Durante o Airbus Defense Summit 2026, realizado em Manching, Alemanha, Faury declarou a jornalistas portugueses que os países europeus devem fortalecer sua base industrial de defesa adquirindo equipamentos desenvolvidos no continente.

“A Airbus é uma empresa construída sobre a cooperação europeia”, afirmou Faury. “Garantimos soberania nas soluções que desenvolvemos.”

Portugal deve iniciar nos próximos anos o processo de substituição de sua frota de caças Lockheed Martin F-16. Embora Lisboa ainda não tenha definido oficialmente os candidatos, o F-35, fabricado nos Estados Unidos, é visto há tempos como uma das principais opções entre os operadores da OTAN que buscam modernizar suas frotas de combate.

Caças F-35A
Caças F-35A

A Airbus integra o consórcio do Eurofighter Typhoon, ao lado da BAE Systems e da Leonardo. Embora o executivo não tenha citado diretamente o F-35, suas declarações fizeram contraponto entre sistemas europeus e a dependência de fornecedores estrangeiros.
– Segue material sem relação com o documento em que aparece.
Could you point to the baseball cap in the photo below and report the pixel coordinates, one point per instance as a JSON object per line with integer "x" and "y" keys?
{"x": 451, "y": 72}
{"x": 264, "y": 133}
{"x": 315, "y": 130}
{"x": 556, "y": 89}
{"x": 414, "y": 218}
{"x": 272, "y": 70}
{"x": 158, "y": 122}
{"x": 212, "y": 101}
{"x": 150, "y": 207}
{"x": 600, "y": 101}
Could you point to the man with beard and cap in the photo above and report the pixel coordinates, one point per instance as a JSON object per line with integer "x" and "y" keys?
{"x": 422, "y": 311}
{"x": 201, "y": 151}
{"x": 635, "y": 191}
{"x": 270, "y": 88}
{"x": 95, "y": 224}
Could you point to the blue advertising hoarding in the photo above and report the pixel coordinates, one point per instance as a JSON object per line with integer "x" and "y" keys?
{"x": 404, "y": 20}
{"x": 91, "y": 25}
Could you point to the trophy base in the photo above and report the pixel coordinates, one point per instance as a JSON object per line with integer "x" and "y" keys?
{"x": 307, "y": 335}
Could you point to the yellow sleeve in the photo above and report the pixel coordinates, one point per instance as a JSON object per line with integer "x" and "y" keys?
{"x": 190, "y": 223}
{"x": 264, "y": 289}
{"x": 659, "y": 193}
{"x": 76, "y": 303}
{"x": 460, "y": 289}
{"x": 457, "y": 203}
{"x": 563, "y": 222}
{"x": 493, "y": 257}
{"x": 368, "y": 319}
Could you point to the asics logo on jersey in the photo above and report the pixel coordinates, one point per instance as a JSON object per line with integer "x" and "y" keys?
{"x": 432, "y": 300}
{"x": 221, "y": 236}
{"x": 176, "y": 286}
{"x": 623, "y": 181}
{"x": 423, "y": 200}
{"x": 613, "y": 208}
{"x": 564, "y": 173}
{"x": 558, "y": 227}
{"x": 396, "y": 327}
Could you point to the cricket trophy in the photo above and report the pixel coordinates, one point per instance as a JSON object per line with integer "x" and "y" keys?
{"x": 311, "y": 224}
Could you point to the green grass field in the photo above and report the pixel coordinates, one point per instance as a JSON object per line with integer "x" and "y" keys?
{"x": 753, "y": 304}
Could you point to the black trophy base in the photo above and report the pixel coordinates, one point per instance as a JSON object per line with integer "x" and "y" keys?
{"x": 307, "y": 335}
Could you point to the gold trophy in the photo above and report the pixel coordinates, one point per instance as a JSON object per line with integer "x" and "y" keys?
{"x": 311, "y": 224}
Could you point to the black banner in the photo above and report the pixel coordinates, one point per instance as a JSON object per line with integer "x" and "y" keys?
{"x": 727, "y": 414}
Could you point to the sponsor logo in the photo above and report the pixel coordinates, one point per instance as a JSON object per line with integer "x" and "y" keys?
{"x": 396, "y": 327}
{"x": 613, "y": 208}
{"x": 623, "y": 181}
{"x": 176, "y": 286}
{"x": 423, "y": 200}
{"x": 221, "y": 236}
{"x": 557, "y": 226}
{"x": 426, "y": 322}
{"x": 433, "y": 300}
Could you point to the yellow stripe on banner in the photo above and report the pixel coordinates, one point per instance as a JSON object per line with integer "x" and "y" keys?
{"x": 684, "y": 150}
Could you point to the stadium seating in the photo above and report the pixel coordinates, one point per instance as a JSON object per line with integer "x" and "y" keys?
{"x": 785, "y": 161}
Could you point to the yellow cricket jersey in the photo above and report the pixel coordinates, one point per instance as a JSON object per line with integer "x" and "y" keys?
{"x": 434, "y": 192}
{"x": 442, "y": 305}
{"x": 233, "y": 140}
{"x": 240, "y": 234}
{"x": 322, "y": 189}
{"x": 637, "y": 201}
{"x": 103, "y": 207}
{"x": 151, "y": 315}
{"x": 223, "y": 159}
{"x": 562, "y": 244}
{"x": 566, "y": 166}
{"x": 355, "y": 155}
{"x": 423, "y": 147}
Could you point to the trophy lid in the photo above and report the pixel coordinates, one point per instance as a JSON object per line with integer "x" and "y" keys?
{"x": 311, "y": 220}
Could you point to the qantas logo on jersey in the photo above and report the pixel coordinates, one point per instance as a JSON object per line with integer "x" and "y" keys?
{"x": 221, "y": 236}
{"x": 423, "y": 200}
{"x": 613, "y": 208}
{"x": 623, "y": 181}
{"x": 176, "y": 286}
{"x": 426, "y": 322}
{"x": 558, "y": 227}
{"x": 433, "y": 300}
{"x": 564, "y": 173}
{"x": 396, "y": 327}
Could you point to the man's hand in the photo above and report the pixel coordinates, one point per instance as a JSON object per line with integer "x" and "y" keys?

Faury argumentou que os governos europeus ainda investem proporcionalmente muito menos em fabricantes de defesa locais do que os Estados Unidos em empresas americanas, e defendeu que esse desequilíbrio deve ser corrigido gradualmente.

“Isso vale para Portugal, mas também para muitas outras concorrências na Europa”, disse. “Queremos garantir que a Europa siga na direção certa.”

Questionado sobre a possibilidade de a Airbus ampliar sua atividade industrial em Portugal em um eventual acordo para fornecimento de caças, Faury destacou a presença já existente da empresa no país, incluindo serviços de engenharia e fabricação de aeroestruturas.

Caças F-16 de Portugal (FAP)
Caças F-16 de Portugal (FAP)

Atualmente, a Airbus mantém parcerias com mais de 30 empresas portuguesas e possui instalações em Lisboa, Coimbra e Santo Tirso. A fábrica da Airbus Atlantic em Santo Tirso produz seções de fuselagem para os programas A320 e A350, embora o local ainda disponha de espaço para futuras expansões.

Faury também respondeu a perguntas sobre o Future Combat Air System (FCAS), iniciativa europeia de caça de sexta geração liderada por França, Alemanha e Espanha, que tem enfrentado sucessivos impasses industriais e políticos.

Segundo o CEO da Airbus, as dificuldades envolvendo partes específicas do programa FCAS não devem ser interpretadas como fracasso da cooperação europeia. Ele afirmou que a Airbus continua considerando viáveis os programas multinacionais de defesa, apesar dos atrasos e disputas em torno do projeto do futuro caça.